This seems like a reasonable agreement but low-income earners may find it hard to deal with the interest rates, much less come up with the deposit. A UNICEF report even states that more than 50% of Kenyans live below the poverty line.
Solutions
Possible solutions for the disparity may include coming up with cheaper housing and lower mortgage rates. With this in mind, some developers have seen this as an opportunity to cash in on an untapped market. On one hand, developers like Makao Mashinani have started low-cost housing projects. The developer signed a KES 40 million deal with Shelter Afrique about a month ago.

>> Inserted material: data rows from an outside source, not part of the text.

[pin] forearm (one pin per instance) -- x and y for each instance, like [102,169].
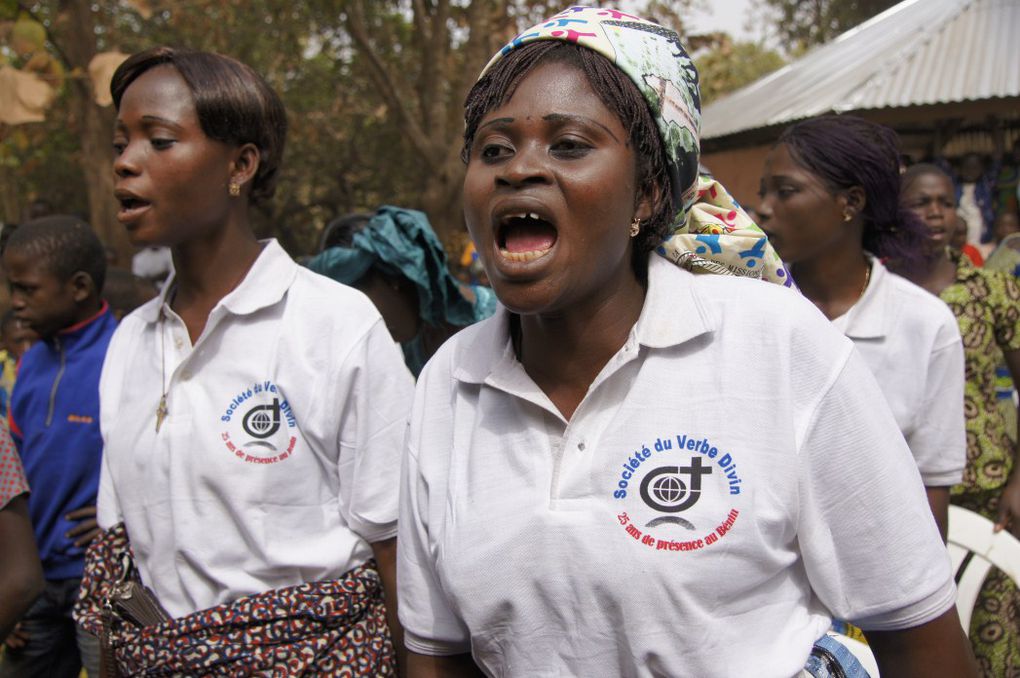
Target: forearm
[456,666]
[935,649]
[938,500]
[386,560]
[20,573]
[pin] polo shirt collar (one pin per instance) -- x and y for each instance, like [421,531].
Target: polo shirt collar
[671,314]
[869,317]
[264,284]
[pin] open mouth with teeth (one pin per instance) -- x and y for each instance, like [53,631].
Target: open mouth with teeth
[132,203]
[524,237]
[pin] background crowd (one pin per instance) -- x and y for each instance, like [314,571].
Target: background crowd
[915,260]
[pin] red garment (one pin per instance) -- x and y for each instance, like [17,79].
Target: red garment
[322,628]
[12,480]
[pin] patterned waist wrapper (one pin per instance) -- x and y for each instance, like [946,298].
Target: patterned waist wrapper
[323,628]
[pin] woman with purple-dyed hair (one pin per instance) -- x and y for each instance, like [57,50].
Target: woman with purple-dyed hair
[830,205]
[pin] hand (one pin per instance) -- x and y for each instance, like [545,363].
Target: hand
[88,528]
[1009,508]
[17,638]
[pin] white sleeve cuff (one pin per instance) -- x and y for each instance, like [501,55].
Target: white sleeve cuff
[914,615]
[422,645]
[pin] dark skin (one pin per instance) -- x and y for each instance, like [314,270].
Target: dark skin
[820,232]
[931,197]
[46,304]
[165,161]
[571,164]
[578,299]
[808,224]
[20,572]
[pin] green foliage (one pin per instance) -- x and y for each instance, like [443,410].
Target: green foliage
[373,91]
[728,66]
[800,24]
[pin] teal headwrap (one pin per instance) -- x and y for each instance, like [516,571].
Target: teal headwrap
[710,232]
[401,243]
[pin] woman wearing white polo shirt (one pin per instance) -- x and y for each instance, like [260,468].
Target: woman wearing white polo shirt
[830,205]
[631,469]
[252,414]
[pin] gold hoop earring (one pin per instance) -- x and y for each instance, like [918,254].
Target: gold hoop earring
[634,227]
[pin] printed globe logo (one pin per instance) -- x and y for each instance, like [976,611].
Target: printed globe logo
[669,489]
[664,488]
[259,425]
[661,483]
[262,421]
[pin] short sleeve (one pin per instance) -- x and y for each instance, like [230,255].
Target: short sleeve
[12,482]
[378,390]
[108,511]
[430,626]
[937,438]
[870,545]
[1006,309]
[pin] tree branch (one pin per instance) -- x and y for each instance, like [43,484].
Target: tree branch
[380,76]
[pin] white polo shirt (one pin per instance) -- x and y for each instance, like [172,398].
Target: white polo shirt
[278,462]
[729,481]
[910,340]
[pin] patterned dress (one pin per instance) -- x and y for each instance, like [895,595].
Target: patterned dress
[987,308]
[12,480]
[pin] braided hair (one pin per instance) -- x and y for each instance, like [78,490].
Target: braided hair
[617,93]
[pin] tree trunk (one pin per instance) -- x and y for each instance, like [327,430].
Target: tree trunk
[75,34]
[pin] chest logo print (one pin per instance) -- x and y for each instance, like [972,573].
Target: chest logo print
[259,425]
[687,493]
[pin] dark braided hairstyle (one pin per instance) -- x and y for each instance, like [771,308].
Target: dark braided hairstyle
[846,151]
[618,94]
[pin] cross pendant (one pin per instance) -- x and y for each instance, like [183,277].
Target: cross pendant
[161,412]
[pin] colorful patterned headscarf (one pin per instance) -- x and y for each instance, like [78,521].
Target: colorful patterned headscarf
[710,231]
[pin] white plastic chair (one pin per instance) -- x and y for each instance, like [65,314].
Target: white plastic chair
[973,550]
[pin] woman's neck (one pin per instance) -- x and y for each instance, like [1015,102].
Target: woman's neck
[564,353]
[835,282]
[208,269]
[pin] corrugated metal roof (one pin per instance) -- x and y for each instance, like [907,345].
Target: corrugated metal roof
[917,52]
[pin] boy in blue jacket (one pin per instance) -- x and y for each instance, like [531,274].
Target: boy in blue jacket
[55,267]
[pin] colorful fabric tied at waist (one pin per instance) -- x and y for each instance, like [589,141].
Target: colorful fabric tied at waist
[718,237]
[323,628]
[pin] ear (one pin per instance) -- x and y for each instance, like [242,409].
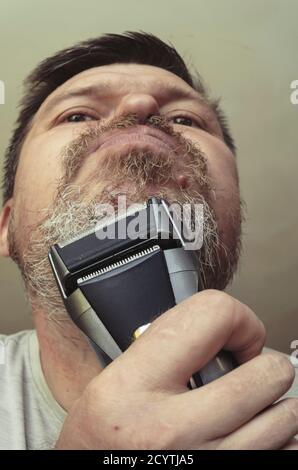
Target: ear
[4,223]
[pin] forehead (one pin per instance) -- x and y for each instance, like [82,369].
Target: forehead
[125,78]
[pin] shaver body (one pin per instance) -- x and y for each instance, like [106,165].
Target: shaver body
[114,288]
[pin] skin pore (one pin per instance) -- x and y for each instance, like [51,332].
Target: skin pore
[99,97]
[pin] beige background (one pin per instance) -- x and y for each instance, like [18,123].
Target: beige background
[247,52]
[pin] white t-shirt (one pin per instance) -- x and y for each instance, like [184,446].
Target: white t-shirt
[30,417]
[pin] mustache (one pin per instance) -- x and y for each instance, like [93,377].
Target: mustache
[74,154]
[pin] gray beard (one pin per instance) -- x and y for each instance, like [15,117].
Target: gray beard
[75,210]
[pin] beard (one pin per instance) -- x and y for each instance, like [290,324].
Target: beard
[132,173]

If everything goes as planned, 2000 homes will be available by the end of 2013.
But 2000 homes is barely enough to cater for millions of Kenyans living under poor housing conditions. According to a report by Shelter Afrique, 90% of Kenyans cannot even afford developer-built housing in its current form.
On the other hand, banks have been partnering with real estate developers to fine-tune the loan process. Capital Reality, for instance, works with CfC, Barclays and I&M Bank. The developer recently unveilled housing units worth KES 10.5 million with a 10% downpayment on a flexible mortgage. Bank mortgages average between 19% and 30% with I&M having the lowest rate at 18%. On top of this, banks like Equity have rolled out micro-mortgages for low income earners. A salary as low as KES 20,000 per month can get a mortgage with Equity for steel housing courtesy of Mabati Rolling Mills (MRM).
This however, does not cater for those living from hand to mouth. Some people's income is seasonal and unless more developers move towards cheaper housing, many Kenyans will keep living in dilapidated structures with little hope of ever owning a home. So, for heaven’s sake, give the poor man a cheaper housing loan.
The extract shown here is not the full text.